Reimagining Templates for User Experience

Audience: Middle and Upper School Students and Teachers 

Responsibilities: UX Research and Design, Instructional Design

Tools Used: Miro, Instructure Canvas, HTML, XML, C Programming, Wireframing

Research: JSTOR, Cognitive Science, Visual Perception, Process of Reading

Understanding Project Scope

Redesign and optimize Canvas LMS templates to enhance usability, efficiency, and aesthetics, ensuring clear structure, intuitive navigation, and plug-and-play functionality for diverse course needs.

While the current design is simple and uncluttered, it lacks a structured schema, well-defined interacting elements, and clear stages of interaction to guide users effectively.

Currently, the template relies heavily on letter-wise processing, requiring users to read linearly rather than leveraging saccadic eye movements that naturally direct attention to key information. This results in inefficient visual navigation.

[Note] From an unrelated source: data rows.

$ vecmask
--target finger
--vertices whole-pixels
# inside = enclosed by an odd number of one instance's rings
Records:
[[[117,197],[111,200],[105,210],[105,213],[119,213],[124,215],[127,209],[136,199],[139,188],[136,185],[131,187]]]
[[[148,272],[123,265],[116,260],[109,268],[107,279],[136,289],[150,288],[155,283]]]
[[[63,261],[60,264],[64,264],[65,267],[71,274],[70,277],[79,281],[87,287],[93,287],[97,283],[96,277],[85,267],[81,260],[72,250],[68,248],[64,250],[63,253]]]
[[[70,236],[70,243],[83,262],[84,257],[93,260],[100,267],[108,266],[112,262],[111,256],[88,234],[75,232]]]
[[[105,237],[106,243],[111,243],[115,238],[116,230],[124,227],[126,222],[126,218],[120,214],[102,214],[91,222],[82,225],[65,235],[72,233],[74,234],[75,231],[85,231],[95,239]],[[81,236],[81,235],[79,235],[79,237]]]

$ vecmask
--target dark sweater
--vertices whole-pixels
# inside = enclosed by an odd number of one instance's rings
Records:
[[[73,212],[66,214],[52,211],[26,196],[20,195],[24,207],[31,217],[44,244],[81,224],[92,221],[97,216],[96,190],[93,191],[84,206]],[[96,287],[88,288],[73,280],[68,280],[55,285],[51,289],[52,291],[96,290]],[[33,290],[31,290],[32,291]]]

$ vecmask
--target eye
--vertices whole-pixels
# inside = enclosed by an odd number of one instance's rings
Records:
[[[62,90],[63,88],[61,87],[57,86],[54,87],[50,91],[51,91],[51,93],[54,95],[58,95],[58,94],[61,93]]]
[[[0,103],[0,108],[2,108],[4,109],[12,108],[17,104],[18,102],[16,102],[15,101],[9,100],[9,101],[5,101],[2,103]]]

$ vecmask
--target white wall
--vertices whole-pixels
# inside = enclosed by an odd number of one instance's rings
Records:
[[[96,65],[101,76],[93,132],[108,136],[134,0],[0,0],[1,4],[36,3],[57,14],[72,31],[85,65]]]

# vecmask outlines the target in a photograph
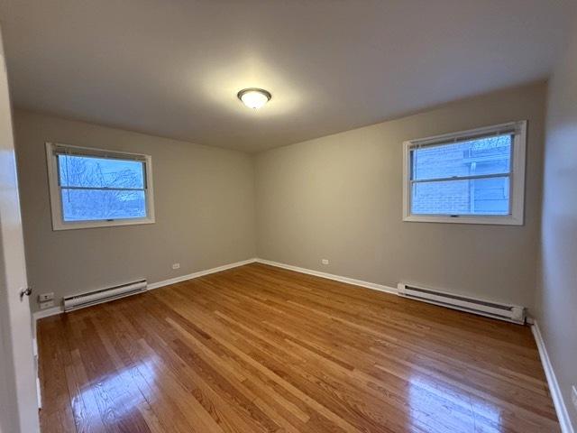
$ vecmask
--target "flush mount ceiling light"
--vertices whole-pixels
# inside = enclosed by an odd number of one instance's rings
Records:
[[[243,101],[249,108],[261,108],[270,100],[272,95],[262,88],[243,88],[236,94],[238,98]]]

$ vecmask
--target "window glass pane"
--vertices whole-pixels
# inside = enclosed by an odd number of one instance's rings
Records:
[[[414,183],[415,215],[508,215],[508,177]]]
[[[144,188],[141,161],[58,155],[60,186]]]
[[[416,180],[509,171],[511,135],[471,140],[411,151]]]
[[[64,221],[146,217],[144,191],[62,189]]]

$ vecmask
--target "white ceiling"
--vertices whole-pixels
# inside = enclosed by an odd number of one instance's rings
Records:
[[[17,106],[257,152],[545,78],[572,0],[2,0]],[[272,93],[259,111],[236,93]]]

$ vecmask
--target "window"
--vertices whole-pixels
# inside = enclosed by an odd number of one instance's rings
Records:
[[[47,143],[52,228],[154,222],[148,155]]]
[[[527,122],[406,142],[404,220],[523,224]]]

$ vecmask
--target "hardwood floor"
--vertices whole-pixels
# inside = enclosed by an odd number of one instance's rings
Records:
[[[559,431],[528,327],[263,264],[40,321],[42,431]]]

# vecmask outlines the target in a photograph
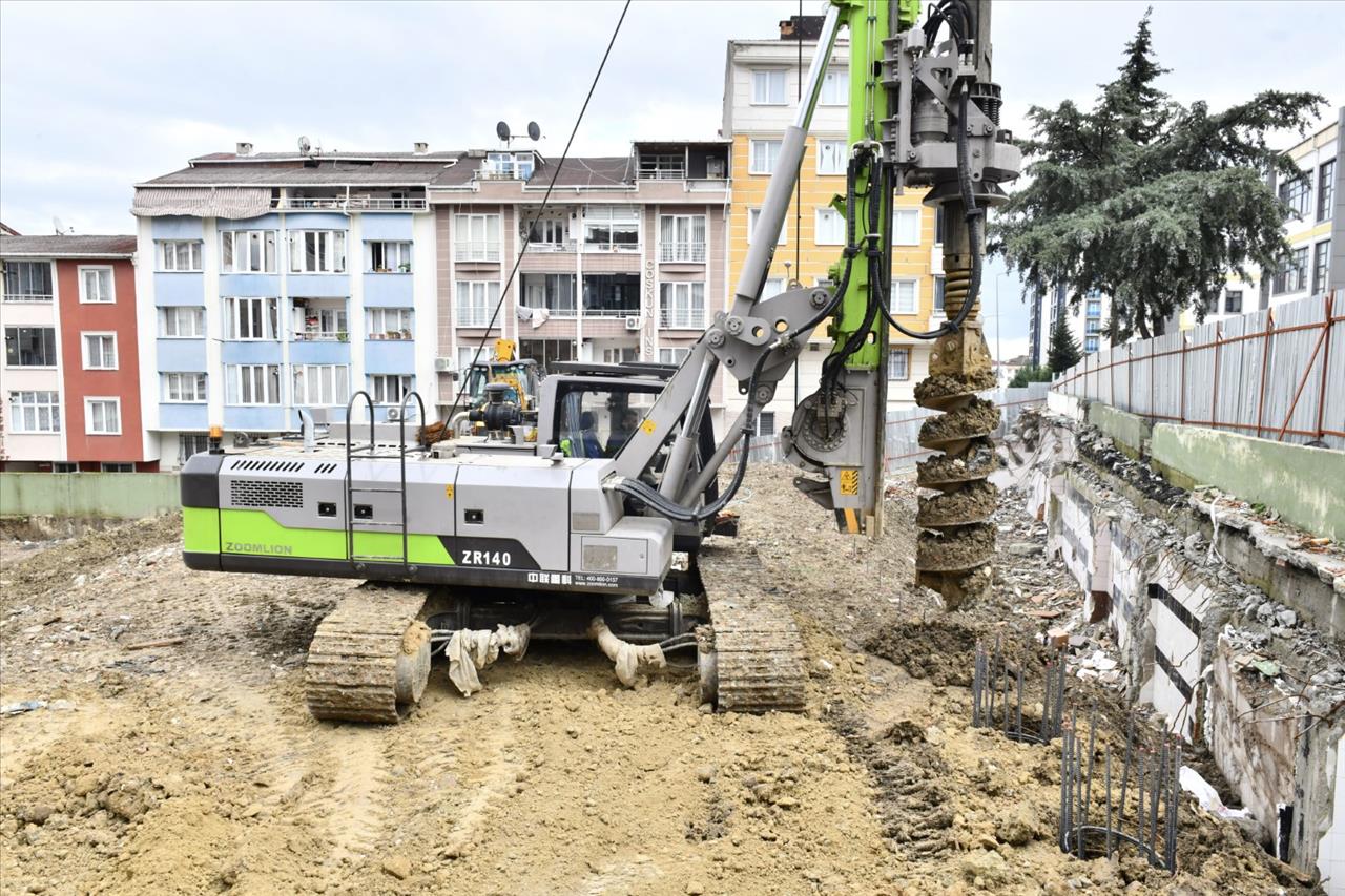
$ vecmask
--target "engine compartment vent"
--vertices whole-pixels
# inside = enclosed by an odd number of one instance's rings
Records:
[[[234,507],[304,507],[304,483],[262,479],[234,479],[229,483]]]

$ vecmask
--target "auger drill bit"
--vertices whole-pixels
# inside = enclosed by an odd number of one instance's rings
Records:
[[[954,320],[971,288],[968,230],[962,203],[948,202],[944,213],[944,313]],[[917,468],[916,483],[937,494],[920,498],[916,581],[943,595],[950,609],[990,588],[995,550],[995,527],[987,521],[999,490],[987,478],[998,465],[990,433],[999,425],[999,410],[976,397],[995,385],[979,305],[974,301],[962,327],[935,342],[929,375],[915,390],[921,408],[944,412],[920,426],[920,447],[942,453]]]

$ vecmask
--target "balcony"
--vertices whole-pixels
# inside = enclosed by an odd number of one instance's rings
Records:
[[[659,246],[659,261],[703,262],[703,242],[664,242]]]
[[[429,202],[410,196],[277,196],[270,207],[277,211],[425,211]]]
[[[499,261],[499,239],[465,239],[453,244],[455,261]]]
[[[705,330],[705,308],[659,308],[659,327],[664,330]]]

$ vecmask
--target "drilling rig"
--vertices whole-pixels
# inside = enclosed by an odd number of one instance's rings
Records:
[[[367,580],[309,647],[315,716],[397,721],[420,700],[433,657],[448,659],[449,678],[469,694],[479,669],[502,652],[521,655],[530,638],[592,639],[623,683],[694,651],[702,696],[720,709],[803,709],[792,613],[706,588],[702,568],[712,561],[701,542],[722,531],[757,414],[823,324],[834,347],[816,391],[781,433],[803,471],[798,487],[834,511],[843,531],[881,534],[889,327],[932,339],[931,375],[916,394],[942,412],[920,433],[921,445],[942,453],[919,470],[919,484],[936,492],[920,500],[919,580],[951,607],[989,587],[995,492],[986,476],[998,412],[976,397],[993,385],[976,296],[985,210],[1002,200],[999,184],[1021,161],[998,126],[989,8],[989,0],[939,0],[920,23],[917,0],[831,0],[734,295],[678,367],[547,377],[529,435],[521,425],[492,425],[484,436],[440,426],[448,435],[438,441],[426,426],[408,443],[406,420],[425,420],[420,396],[404,398],[395,424],[377,424],[359,391],[340,439],[319,437],[301,414],[303,440],[217,447],[187,461],[188,566]],[[843,31],[845,249],[830,283],[763,295],[771,237],[788,211]],[[904,188],[925,188],[924,202],[940,206],[948,225],[947,320],[929,332],[905,330],[889,307],[892,206]],[[538,215],[545,210],[543,202]],[[709,414],[717,375],[744,397],[722,437]]]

Additionally, the template presents an overload of text, increasing cognitive load and consuming more working memory. As a result, users struggle to quickly understand what is being asked, reducing overall efficiency and engagement.

Canvas Template Simple

Goals for Information Retention

The growth of our idea.

LINEAR PROCESSING

Currently, the Canvas template is designed primarily for linear text processing, limiting users' ability to navigate and absorb information efficiently. The design lacks intentional focal points that guide the eye and facilitate quicker comprehension.

TYPOGRAPHIC ELEMENTS

Additionally, key typographic elements—such as font choice, size, character width, weight, and line spacing—have not been optimized, placing unnecessary cognitive strain on the reader.

VISUAL HIERARCHY

Our goal is to redesign the template to enhance visual hierarchy, improve information flow, and create intuitive skimmability—ultimately increasing fluency, accuracy, and comprehension.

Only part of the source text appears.